Stella is making its way across the states, and according to the Weather Channel, it'll snow a bit in the Midwest as well. But the effects of the high-impact snowstorm are expected to be most prominent in the Northeast, which the storm is expected to hit on Monday night as it moves in a northerly direction. Heavy snowfall, at the rate of 1 to 3 inches per hour, is expected in New York City, Boston, and Washington D.C., starting Monday evening and continuing throughout the next day.
It's also going to get windy. From the New York City metro area to parts of southern New England, winds may reach 50 miles per hour, potentially creating blizzard conditions. Needless to say, this will make driving extremely difficult — perhaps impossible — and could also lead to downed power lines and trees. The National Weather Service has issued blizzard watches for New York City, Long Island, southern Connecticut, southern Rhode Island, and parts of southeastern Massachusetts.

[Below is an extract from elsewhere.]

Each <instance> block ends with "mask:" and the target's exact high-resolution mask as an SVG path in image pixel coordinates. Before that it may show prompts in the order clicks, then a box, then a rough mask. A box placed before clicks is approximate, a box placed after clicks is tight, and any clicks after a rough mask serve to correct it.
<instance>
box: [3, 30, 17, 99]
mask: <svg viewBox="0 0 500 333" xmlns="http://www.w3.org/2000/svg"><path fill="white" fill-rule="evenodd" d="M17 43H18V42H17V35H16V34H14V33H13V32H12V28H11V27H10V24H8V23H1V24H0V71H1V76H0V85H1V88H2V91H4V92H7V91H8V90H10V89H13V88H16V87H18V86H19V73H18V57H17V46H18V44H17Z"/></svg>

In totality, the storm could bring up to a foot and a half of snow. Although meteorologists can't predict exactly which areas will end up with the most snow, they suspect that the I-95 corridor may have around a foot of snow or more. Although there will probably be some lighter snowfall on Wednesday, the worst of the storm will most likely be over by then.
The storm may also cause coastal flooding. The Jersey Shore, Long Island, and Cape Cod are all at risk, with the tides on Tuesday expected to be 2 to 3 feet higher than average. Waves on the ocean could become as high as 18 feet, though they're expected to shrink to 6 to 9 feet once they hit shores. Any flooding that results from this could cause road closures.
Stella will also bring moderate levels of snow to the Midwest, including up to an inch in Chicago. And the storm has already produced snow in Southern states as well, including as far south as Columbia, South Carolina.
Needless to say, you'll want to prepare for significant travel delays if you live in one of the affected areas. In addition to road closures, poor visibility, and power outages, there will likely be delays at major airports in the area, according to the Weather Channel.